Nada parece haber cambiado en la validez de las buenas pretensiones de un griego del siglo IV a. C., el cual fundó una escuela llamada Jardín y cuyas ideas fueron seguidas por otros filósofos, llamados “epicúreos”.

En otra tarde de lluvias, muy alejada de mi adolescencia, casi diluida ya la evocación cierta de aquella clase tediosa, ofrecida con desgana por quien no descubrió el placer de enseñar, puedo decir que, siguiendo los consejos de otros maestros más implicados, he leído para conocer, he reflexionado para entrever, he olvidado para esenciar. Ahora, que reposo en los mismos límites de la levedad, en el origen de lo comprensible por definitivo, en la madurez, inicio cada día con voluntad de disfrutar pese a verme atenazado por la influencia de miles de datos inciertos que son utilizados en mi contra y en la de mis amigos, conocidos e indiferentes. Conozco, es cierto, a quienes prefieren vivir inmersos en la confusión y en la no verdad, sin platearse dudas y sin siquiera discutir.

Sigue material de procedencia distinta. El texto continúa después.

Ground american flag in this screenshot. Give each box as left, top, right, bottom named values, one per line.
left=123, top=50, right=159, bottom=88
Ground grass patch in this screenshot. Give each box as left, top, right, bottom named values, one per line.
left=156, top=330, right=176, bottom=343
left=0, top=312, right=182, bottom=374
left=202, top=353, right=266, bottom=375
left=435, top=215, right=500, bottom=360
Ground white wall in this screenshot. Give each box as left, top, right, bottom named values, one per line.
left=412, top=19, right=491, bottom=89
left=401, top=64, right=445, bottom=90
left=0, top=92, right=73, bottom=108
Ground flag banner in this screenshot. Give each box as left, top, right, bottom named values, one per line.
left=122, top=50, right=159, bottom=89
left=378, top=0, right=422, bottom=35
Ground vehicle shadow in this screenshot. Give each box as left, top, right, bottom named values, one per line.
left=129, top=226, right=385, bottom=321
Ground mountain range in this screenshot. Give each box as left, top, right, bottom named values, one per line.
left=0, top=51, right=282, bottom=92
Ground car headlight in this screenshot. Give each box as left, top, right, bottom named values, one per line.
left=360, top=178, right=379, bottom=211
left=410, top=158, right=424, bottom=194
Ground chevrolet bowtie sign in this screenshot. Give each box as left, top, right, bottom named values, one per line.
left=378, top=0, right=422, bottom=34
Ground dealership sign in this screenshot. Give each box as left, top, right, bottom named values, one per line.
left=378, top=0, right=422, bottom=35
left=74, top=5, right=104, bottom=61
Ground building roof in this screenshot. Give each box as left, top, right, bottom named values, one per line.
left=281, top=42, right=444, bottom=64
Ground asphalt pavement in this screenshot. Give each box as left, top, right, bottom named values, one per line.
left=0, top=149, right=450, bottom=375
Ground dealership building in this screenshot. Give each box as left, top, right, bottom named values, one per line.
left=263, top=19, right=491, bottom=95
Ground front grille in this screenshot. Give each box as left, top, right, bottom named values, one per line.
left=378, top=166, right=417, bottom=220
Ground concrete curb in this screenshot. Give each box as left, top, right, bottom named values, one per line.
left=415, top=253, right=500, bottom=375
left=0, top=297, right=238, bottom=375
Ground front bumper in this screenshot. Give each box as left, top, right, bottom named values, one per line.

Sé también que las cosas, lo material, se han apoderado de nuestro entorno en sustitución de los afectos, y que su hallazgo ya no depende tanto de la gratificante relación comercial entre seres humanos, y que sin la creencia y el respeto a nuestros mayores y sus enseñanzas no existirá la tradición, la cultura y la capacidad de interpretar, aceptar o discrepar de pensadores como Harari. Estamos enredados.